Le chemin principal, à gauche et le plan incliné qui rejoint la meulière après avoir entaillé la colline

                                                                                             

le plan incliné 

Le chemin

        

Ce chemin semble avoir été repris par les "picapedrers" des siècles derniers. En effet, la trémie est au bout de ce chemin et elle repose sur une ancienne construction en blocs de grès, bâtie en plan incliné, se prolongeant par la tranchée au dessus de laquelle volaient les wagonnets, mais au Moyen Age, je présume que des charrois descendaient les meules jusqu' au "Pla de Molas", situé dans la plaine.


La trémie (20 eme S ) bâtie sur un ancien mur,
en plan incliné, peut être celui d'évacuation des meules


Ancien muret en plan incliné qui a servi de support
à la trémie bien plus récente

Chemin en dessous de la trémie, vers l'aval


Peut être à la manière des énormes blocs de marbre des carrières d' Uchentein (Ariège) que j'ai examinées sous toutes les coutures.

Les tailleurs de meules avaient leur village presque sur le site, nommé Molas, quelques maisons, une église et le chemin d'accès qui montait aux carrières, celui qu'on peut encore deviner dans la broussaille. Molas fut abandonné en même temps que les carrières, il n'en reste que la chapelle Sainte Marguerite.

Alors, je ne clos pas le chapitres des meulières, au contraire, je pense y ouvrir des portes, en extraire non pas de grosses meules rondes mais peut être quelques éclats d'échos du temps passé : qui sait ?



Eclats de petites meules 


                                                                                                                                 








                                                                                                  

                                                                                    A suivre....
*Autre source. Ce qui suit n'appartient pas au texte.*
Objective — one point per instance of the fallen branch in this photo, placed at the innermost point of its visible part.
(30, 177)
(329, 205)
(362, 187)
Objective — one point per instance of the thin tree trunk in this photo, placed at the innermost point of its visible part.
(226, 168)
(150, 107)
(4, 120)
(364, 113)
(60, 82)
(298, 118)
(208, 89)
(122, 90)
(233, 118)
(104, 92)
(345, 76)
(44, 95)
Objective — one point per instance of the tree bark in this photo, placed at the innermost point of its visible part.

Deux jours plus tard, avec Christelle, nous revoilà sur site. Je lui fais visiter mes nouveaux chemins, mes trouvailles, et nous sommes dans le bain : bain piquant, bain mouillant (il pleut), bains d'ivresse ! On cherche et cette fois, avec minutie, on revisite le site dans ses détails, ses contours, on ouvre des voies nouvelles, on va  s'extraire du monde pendant deux heures. A deux, c'est mieux, ainsi, l'une et l'autre, nous faisons de belles découvertes. Avec passion et application, nous ne laisserons rien au hasard cette fois .
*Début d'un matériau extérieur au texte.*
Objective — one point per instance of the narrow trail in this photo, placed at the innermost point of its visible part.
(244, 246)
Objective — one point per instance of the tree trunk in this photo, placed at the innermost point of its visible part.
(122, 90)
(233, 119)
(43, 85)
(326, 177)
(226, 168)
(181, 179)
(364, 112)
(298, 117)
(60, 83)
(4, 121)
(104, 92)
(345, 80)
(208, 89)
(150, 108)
Voici nos découvertes, en images

Les meules étaient taillées dans le pendage (terme archéologique) de la roche, pour respecter le fil du matériau. Beaucoup de meules sont donc taillées en oblique puisque la couche de grès a un pendage 

Le pendage de la roche


Les meules étaient tracées puis esquissées dans la pierre, un anneau creusé autour de plus en plus profond 

Une meule qui a été cassée

Vue de profil




Une grande meule à peine ébauchée


Pour les détacher, opération très difficile, on faisait des entailles tout autour, dans lesquelles on mettait des coins en bois, qu'on mouillait pour les faire gonfler et éclater la pierre

Les encoches sous une meule

Les meules étaient souvent taillées "en étages" dans un puits circulaire, (nommé colonne-tambour en archéo) chaque meule ôtée donnait lieu à la taille d'une suivante. Ce type de taille intervient vers les 12 eme et 13 eme siècles et les coins en fer, frappés à la masse, permettaient de décoller les meules. C'était les plus grandes, 116 cm de diamètre. Les plus anciennes, depuis le 7 eme S, mesuraient environ 1 m de diamètre.
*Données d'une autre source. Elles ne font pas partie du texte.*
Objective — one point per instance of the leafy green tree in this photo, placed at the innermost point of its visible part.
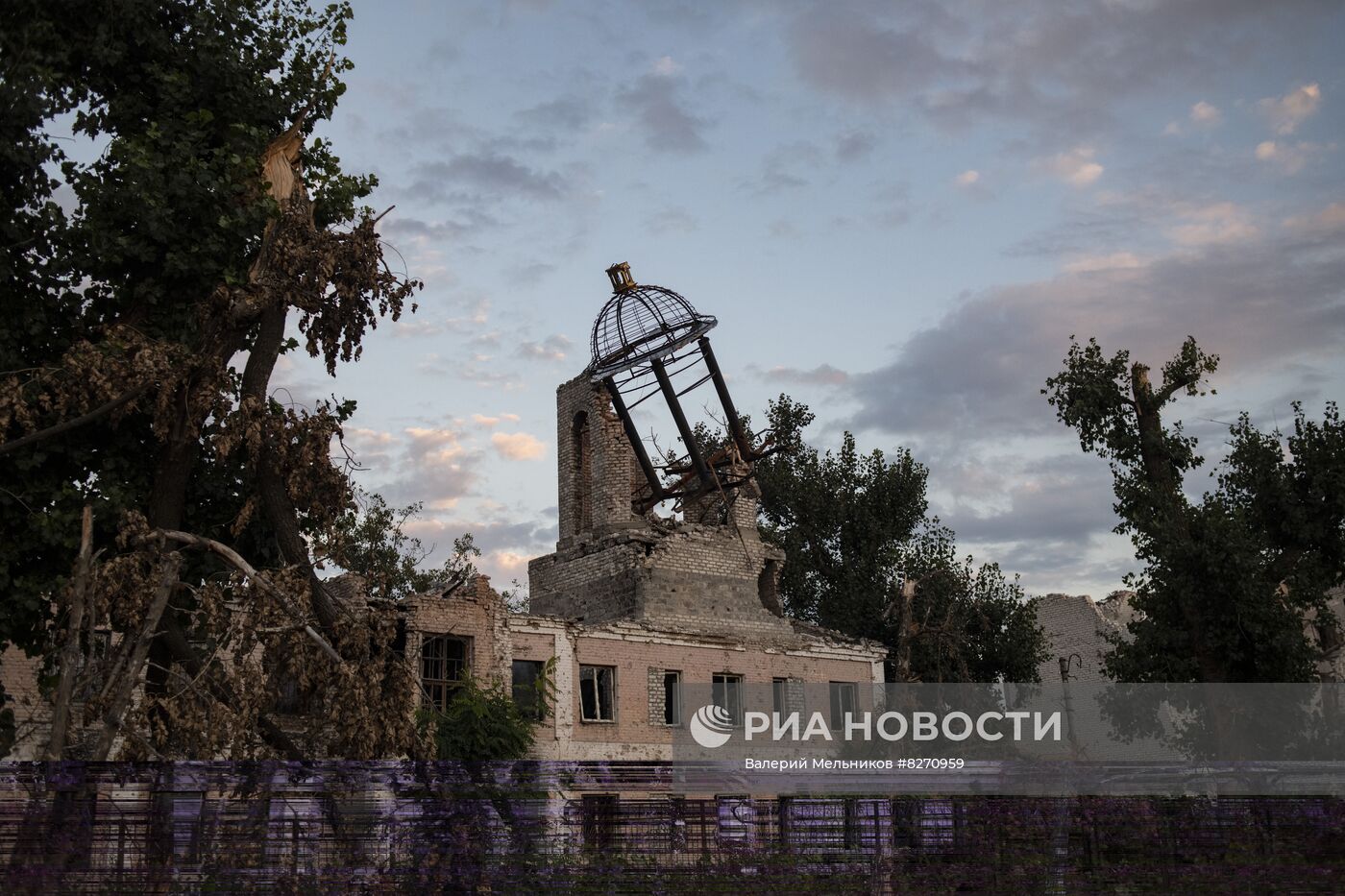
(865, 559)
(1231, 579)
(484, 722)
(150, 269)
(370, 537)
Puits d'extraction des meules


Un autre puits, vu d'en bas

Et vu d'en haut

Nous avons aussi trouvé des traces des outils des "picamolas", orifices, stries, dans des sens entrecroisés, jolie géométrie sur les parois...

Les stries

Orifices taillés dans la roche

Travail de taille

Emplacement d'une meule

Emplacement de grande meule


Mais....nous cherchons quelque chose de bien précis :

La photo publiée par les archéos ne parvient pas à nous mettre sur la piste de 3 meules au pied de leur cheminée. Avant de quitter le site, on retourne voir les deux meules que nous aimons tant, et là, sous l'averse, c'est comme une évidence, une chance, un appel : sur la falaise d'en face, haut perchée, la trouvaille, ce qu'on s'était résignées à oublier. Y aller n'est pas difficile mais escarpé, et nous y voilà. Avec minutie, Christelle balaye, on dépoussière à peine la trouvaille, mais on reviendra, une chose est sûre personne ne les volera.



La colonne d'extraction et sa meule basculée



La meule

En dessous, les deux autres meules commencées 



Dépoussiérage, 7 siècles après


Et comme tout est toujours points de suspension, en partant on découvre une entaille dans la colline, étayée par deux murets, de part et d'autre, le chemin de halage des meules peut être...sans doute...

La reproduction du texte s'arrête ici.